IMPACT OF FUEL PRICES
Crude oil prices, which had declined in the first quarter of FY18, have now spiked up again and are now hovering over $60/barrel, higher by almost 17 per cent since April this year. The last time India's crude oil basket was above 60-dollars-a-barrel was in December 2014. However, VRL has tie-up with Indian Oil Corporation for supply and purchase of fuel at a lower cost as compared to the market. Besides, the company has its own two petrol pumps located at Chitradurga and Varur in Karnataka. This not only helps in lowering the cost of fuel for the company but also in maintaining the quality of fuel used in the vehicles. VRL has also established a body-building plant for trucks, which focuses to keep the overall weight of the truck less, resulting in fuel saving or higher material load. The company source original parts directly from the manufacturer or the supplier, which helps its trucks to run uninterruptedly and reduce the overall cost of parts.
FINANCIALS
On a quarterly basis, the net income of the company increased 1.12 per cent to Rs 451.93 crore in the second quarter of FY18, as against Rs 446.91 crore in the same quarter last year. The company’s PBT increased 42.14 per cent to Rs 31 crore in the second quarter of FY18 on a yearly basis. The company’s net profit also increased 55.73 per cent to Rs. 21.6 crore in Q2 FY18, as against a net profit of Rs. 13.87 crore in the Q2 of the previous year.

The company incurred a one-time expense (as penalty) of Rs 45 million in the quarter for its dealing with unregistered GST traders during the quarter. The government has started waiving these penalties since October, 2017.

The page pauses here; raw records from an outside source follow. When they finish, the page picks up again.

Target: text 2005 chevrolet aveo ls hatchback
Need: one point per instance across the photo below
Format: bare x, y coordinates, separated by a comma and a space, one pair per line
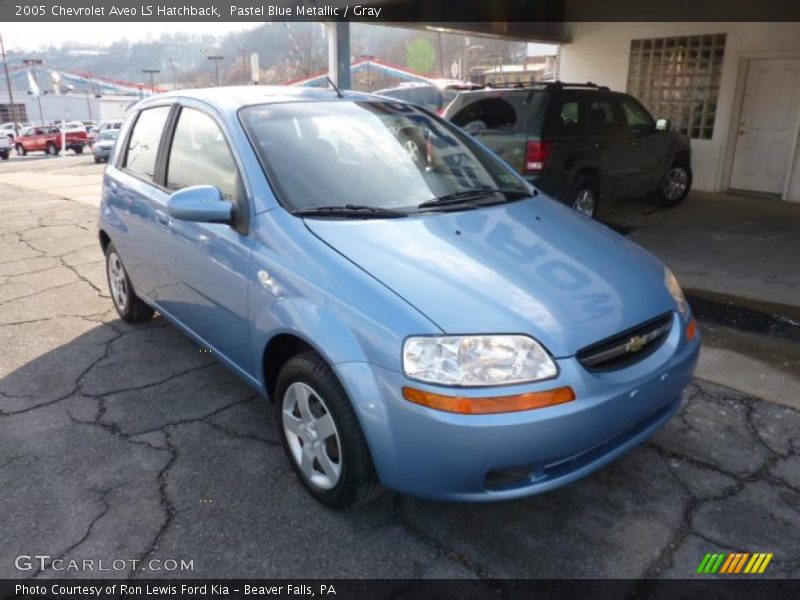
422, 318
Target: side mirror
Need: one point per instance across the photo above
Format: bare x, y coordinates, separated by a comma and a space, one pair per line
200, 203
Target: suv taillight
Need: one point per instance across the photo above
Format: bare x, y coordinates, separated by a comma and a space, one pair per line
537, 153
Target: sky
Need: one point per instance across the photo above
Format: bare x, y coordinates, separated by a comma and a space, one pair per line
33, 36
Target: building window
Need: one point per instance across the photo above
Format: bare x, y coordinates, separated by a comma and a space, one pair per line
678, 78
6, 112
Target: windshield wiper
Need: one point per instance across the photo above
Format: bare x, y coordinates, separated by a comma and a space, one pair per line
465, 196
350, 211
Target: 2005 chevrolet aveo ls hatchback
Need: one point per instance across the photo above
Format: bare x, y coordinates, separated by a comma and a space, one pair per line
422, 319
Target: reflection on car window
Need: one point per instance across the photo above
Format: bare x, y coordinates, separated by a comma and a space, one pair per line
569, 123
380, 154
636, 116
199, 155
488, 113
601, 117
142, 147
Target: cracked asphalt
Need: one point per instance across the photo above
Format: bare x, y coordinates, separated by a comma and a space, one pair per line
121, 441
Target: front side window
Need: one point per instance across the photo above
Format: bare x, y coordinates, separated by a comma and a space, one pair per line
142, 150
199, 155
378, 154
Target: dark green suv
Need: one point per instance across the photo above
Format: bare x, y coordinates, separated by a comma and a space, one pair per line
580, 143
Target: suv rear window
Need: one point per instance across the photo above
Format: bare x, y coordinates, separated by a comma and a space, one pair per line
506, 112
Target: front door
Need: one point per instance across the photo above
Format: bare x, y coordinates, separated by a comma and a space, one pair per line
207, 291
767, 125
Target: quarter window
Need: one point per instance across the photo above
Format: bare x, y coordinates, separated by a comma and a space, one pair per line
142, 150
200, 155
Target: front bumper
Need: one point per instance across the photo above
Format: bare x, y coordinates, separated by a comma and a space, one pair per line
446, 456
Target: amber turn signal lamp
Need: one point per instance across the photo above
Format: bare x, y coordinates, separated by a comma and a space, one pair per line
492, 405
691, 329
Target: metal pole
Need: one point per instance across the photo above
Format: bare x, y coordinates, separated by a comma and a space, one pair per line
88, 101
216, 60
8, 83
33, 63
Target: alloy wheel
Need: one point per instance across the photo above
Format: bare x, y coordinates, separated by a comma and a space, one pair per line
675, 183
312, 436
117, 281
585, 202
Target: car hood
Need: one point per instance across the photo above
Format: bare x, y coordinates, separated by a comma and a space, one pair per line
533, 267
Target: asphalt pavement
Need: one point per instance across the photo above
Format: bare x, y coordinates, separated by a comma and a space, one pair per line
122, 442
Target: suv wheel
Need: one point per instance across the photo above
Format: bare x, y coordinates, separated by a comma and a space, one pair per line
321, 434
676, 185
129, 306
585, 196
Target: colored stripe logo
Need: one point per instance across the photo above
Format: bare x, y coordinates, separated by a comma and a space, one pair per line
735, 563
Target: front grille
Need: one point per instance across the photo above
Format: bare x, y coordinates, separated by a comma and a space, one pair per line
626, 348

On an annual basis, the company’s net income increased 5.66 per cent to Rs 1803.09 crore in FY17 on a year-on-year basis. The company’s PBT decreased 31.62 per cent to Rs 105.3 crore in FY17, as against Rs 153.99 crore in the previous fiscal. The net profit of the company decreased 31.12 per cent to Rs. 70.47 crore in FY17, as against Rs. 102.31 crore in the previous fiscal.
VALUATIONS
On the valuation front, the company maintained a PE ratio of 44.11x. The company’s return on equity (RoE) and return on capital employed (RoCE) stood at 13.45 per cent and 17.12 per cent, respectively. The company has a debt-to-equity ratio of 0.34. The company has also been maintaining a healthy dividend payout of 43.75 per cent. However, the company has delivered a nominal growth of 9.79 per cent over the past five years.
CONCLUSION
VRL is well-placed in the Indian logistics sector with an established brand name in goods transportation network across the country. We expect VRL Logistics to grow in the long term on the back of effective internal control systems, improving consumer demand, implementation of GST and strong credible history of the company. We recommend our readerinvestors to HOLD the stock for now.